Thereupon she betook herself to the house, and Mr. Heron proceeded to the bench on the cliff, where he held a long and apparently satisfactory colloquy with his visitor. And at the end of the conversation it was decided that Mr. John Stretton, as he called himself, should give three or four hours daily of his valuable time to the instruction of the more youthful members of the Heron family.

CHAPTER XVII.

PERCIVAL'S HOLIDAY.

"Hey for the South, the sunny South!" said Percival Heron, striding into his friend Vivian's room with a lighted cigar between his teeth and a letter in his hand. "I'm off to Italy to-morrow."

"I wish to Heaven that I were off, too!" returned Rupert, leaning back in a lounging-chair with a look of lazy discontent. "The fogs last all the year round in London. This is May; I don't know why I am in town at all."

"Nor I," said his friend, briskly. "Especially when you have the cash to take you out of town as often as you like, and whenever you like, while I have to wait on the tender mercies of publishers and editors before I can put fifty pounds in my pocket and go for a holiday."

"You're in luck just now, then, I am to understand?"

"Very much so. Look at that, my boy." And he flourished a piece of thin paper in Vivian's face. "A cheque for a hundred. I am going to squander it on railway lines as soon as possible."

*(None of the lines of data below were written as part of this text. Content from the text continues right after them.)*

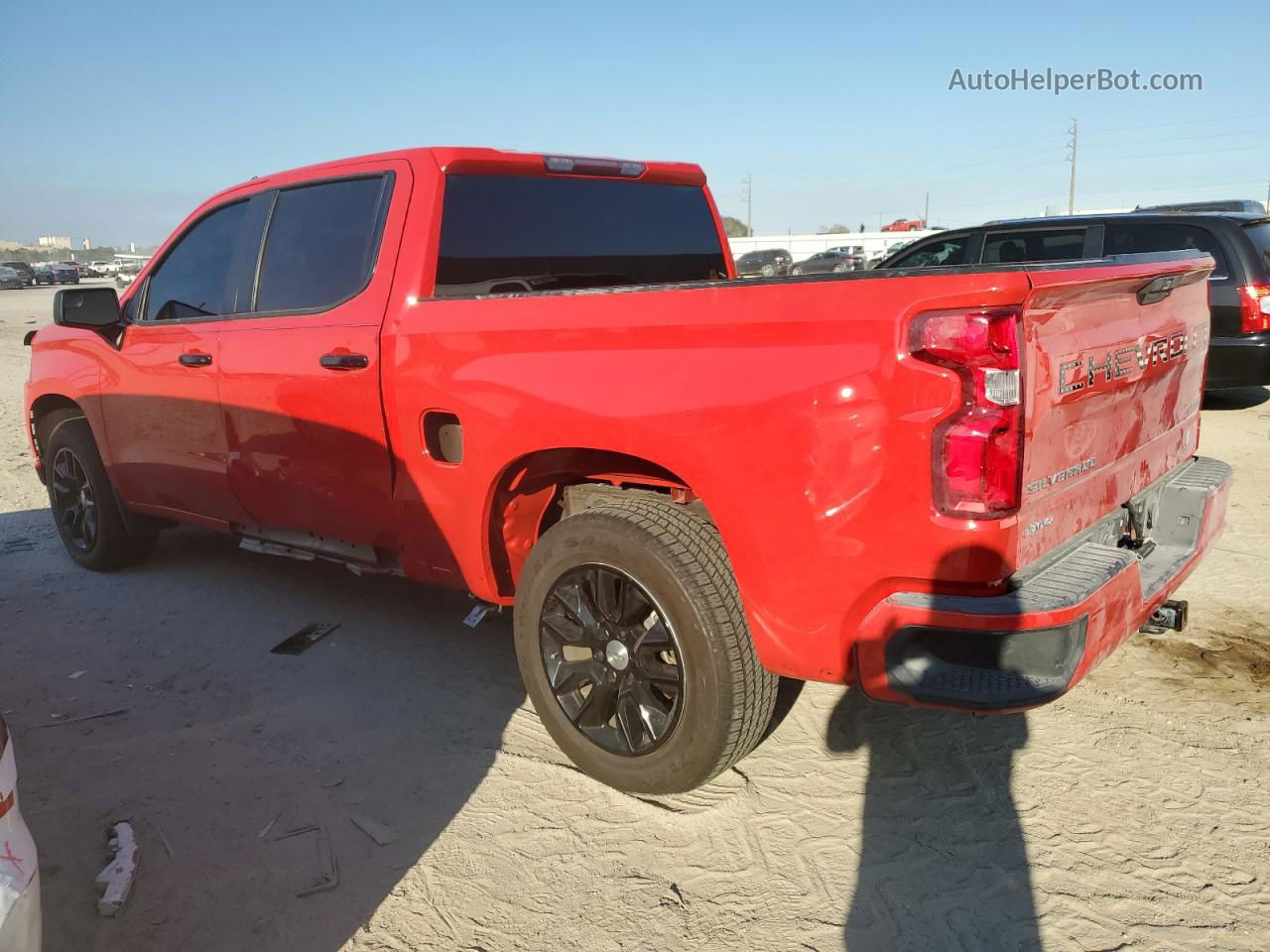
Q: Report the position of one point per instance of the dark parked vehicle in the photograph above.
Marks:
(26, 271)
(62, 273)
(1233, 204)
(826, 262)
(769, 263)
(1238, 289)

"You are going to join your family?"

"Yes, I am going to join my family. What a sweetly domestic sound! I don't care a rap for my family. I am going to see the woman I love best in the world, and, if she were not in Italy, I doubt whether wild horses would ever draw me from this vast, tumultuous, smoky, beloved city of mine--Alma Mater, indeed, to me, and to scores of men who are your brothers and mine----"

"Now, look here, Percival," said Rupert, in a slightly wearied tone, "if you are going to rant and rave, I'll go out. My room is quite at your disposal, but I am not. I've got a headache. Why don't you go to a theatre or a music hall, and work off your superfluous energy there by clapping and shouting applause?"

Percival laughed, but seated himself and spoke in a gentler tone.

"I'll remember your susceptibilities, my friend. Let me stay and smoke, that's all. Throw a book at my head if I grow too noisy. Or hand me that 'Review' at your elbow. I'll read it and hold my tongue."